Another characteristic that suggests a slower gait in Aardonyx is the robustness of metatarsal in comparison with those of other basal sauropodomorphs. This is evidence of a more medial, or entaxonic, position of the weight-bearing axis of the foot, as opposed to a more mesaxonic position where the weight-bearing axis runs through digit III. The development of entaxony in Aardonyx provides further evidence for its reduced cursorial ability and wider gauge-gait, which is thought to have preceded obligatory quadrupedalism in sauropodomorphs. Previously, it was thought that entaxony developed after the divergence of Vulcanodon due to the presence of mesaxony in the genus.

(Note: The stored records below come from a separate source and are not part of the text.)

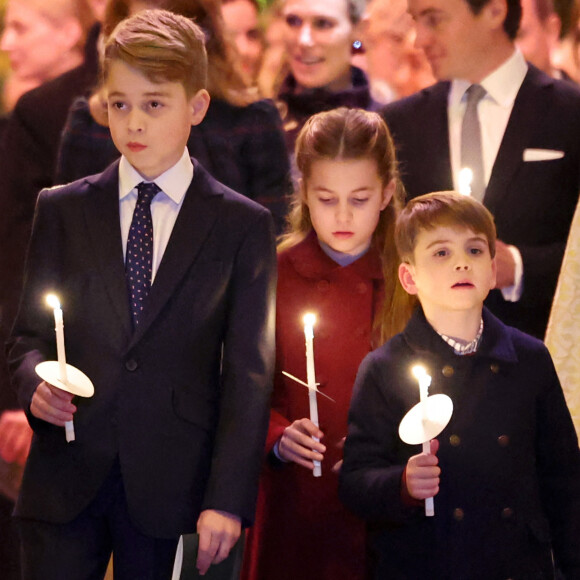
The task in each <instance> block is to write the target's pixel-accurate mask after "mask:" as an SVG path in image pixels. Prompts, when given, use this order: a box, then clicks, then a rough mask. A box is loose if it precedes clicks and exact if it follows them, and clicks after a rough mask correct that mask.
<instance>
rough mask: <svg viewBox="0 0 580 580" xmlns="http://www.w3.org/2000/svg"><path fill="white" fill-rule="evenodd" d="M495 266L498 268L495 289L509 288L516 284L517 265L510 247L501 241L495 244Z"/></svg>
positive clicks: (503, 242) (496, 242)
mask: <svg viewBox="0 0 580 580" xmlns="http://www.w3.org/2000/svg"><path fill="white" fill-rule="evenodd" d="M495 264H496V268H497V280H496V283H495V287H496V288H499V289H500V290H501V289H502V288H509V287H510V286H513V285H514V284H515V283H516V279H515V275H516V263H515V262H514V257H513V255H512V253H511V252H510V250H509V248H508V245H507V244H505V243H504V242H502V241H501V240H496V242H495Z"/></svg>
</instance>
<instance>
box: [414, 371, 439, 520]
mask: <svg viewBox="0 0 580 580" xmlns="http://www.w3.org/2000/svg"><path fill="white" fill-rule="evenodd" d="M412 372H413V376H414V377H415V378H416V379H417V382H418V383H419V399H420V401H421V403H426V402H427V397H428V396H429V387H430V386H431V377H430V376H429V375H428V374H427V371H426V370H425V368H424V367H423V366H421V365H415V366H414V367H413V369H412ZM423 416H424V418H425V419H427V405H426V404H425V405H424V407H423ZM423 453H426V454H427V455H429V454H430V453H431V442H430V441H424V442H423ZM425 515H426V516H434V515H435V506H434V505H433V498H432V497H428V498H427V499H426V500H425Z"/></svg>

However, the presence of mesaxony in Vulcanodon can be now considered an evolutionary reversal given the clear presence of entaxony in Aardonyx.

=== Growth ===
The osteohistology of Aardonyx shows that it grew rapidly, but that its bodily growth was seasonally interrupted. Evidence for this comes from greatly vascularized woven-parallel complexes that contain regular growth marks, with its early and mid-ontogenetic stages exhibiting fibrolamellar complexes.